Martin notes that the perception of menstruation is usually negative and misogynistic and that women tend to think of menstruation as a failure. Martin ascribes this perception to linguistic and cultural gender bias; words used to describe menstruation imply failure, dirtiness, structural breakdown, and destruction. Martin contends that menstruation is a normal physiological function and process which should be viewed as a success in avoiding pregnancy and ridding itself of potentially harmful material from the uterus. She says that gender bias is also responsible for Western culture's tendency to praise men for the ability to produce a large amount of sperm.
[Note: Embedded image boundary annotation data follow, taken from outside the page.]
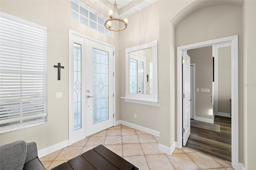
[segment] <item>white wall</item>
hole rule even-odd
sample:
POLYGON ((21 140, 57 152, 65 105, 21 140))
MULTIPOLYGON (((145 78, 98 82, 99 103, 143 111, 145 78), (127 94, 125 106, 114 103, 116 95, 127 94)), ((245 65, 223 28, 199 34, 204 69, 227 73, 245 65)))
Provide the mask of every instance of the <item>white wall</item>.
POLYGON ((218 49, 218 111, 231 113, 231 47, 218 49))
POLYGON ((244 59, 244 82, 241 84, 244 93, 244 114, 242 146, 244 163, 246 170, 256 167, 256 1, 245 0, 243 10, 243 57, 244 59))

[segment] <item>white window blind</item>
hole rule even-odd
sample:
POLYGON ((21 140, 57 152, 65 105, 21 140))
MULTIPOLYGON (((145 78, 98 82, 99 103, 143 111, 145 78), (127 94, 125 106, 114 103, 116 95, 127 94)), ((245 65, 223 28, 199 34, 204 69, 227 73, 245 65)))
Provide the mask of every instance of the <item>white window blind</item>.
POLYGON ((47 121, 47 28, 1 12, 0 132, 47 121))

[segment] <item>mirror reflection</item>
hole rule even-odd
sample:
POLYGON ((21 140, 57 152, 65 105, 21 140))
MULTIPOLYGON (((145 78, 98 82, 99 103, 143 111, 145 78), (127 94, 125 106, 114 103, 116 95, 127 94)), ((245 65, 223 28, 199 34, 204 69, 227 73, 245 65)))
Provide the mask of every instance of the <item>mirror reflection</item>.
POLYGON ((153 94, 152 48, 129 53, 129 93, 153 94))

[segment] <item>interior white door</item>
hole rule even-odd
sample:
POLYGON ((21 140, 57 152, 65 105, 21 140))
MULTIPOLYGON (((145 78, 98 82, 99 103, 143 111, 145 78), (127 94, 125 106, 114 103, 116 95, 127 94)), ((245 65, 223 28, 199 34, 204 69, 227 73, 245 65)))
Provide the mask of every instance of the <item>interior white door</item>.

In Martin's view, the way the egg is discussed reinforces the culture's view of a passive damsel in distress while the sperm races to the egg to penetrate it. Martin suggests alternative descriptions of fertilization that give the egg a less passive role. She notes that research has shown that the sperm does not have a powerful thrust, and fertilization occurs because the egg traps the sperm. Furthermore, she notes that work by Paul Wassarman (conducted on the sperm and eggs of mice) singled out a particular molecule on the egg coat which binds the sperm. This molecule was called a "sperm receptor" which has passive connotations, whereas the corresponding molecule on the sperm is called the "egg binding protein". Martin sees this as one of many examples of sexist language entrenched in the imagery of reproduction, with the sperm consistently placed in the role of aggressor despite research which points otherwise.

==Personal life==
Martin has a husband, Richard Cone, who is a professor emeritus at Johns Hopkins University. The couple has two daughters.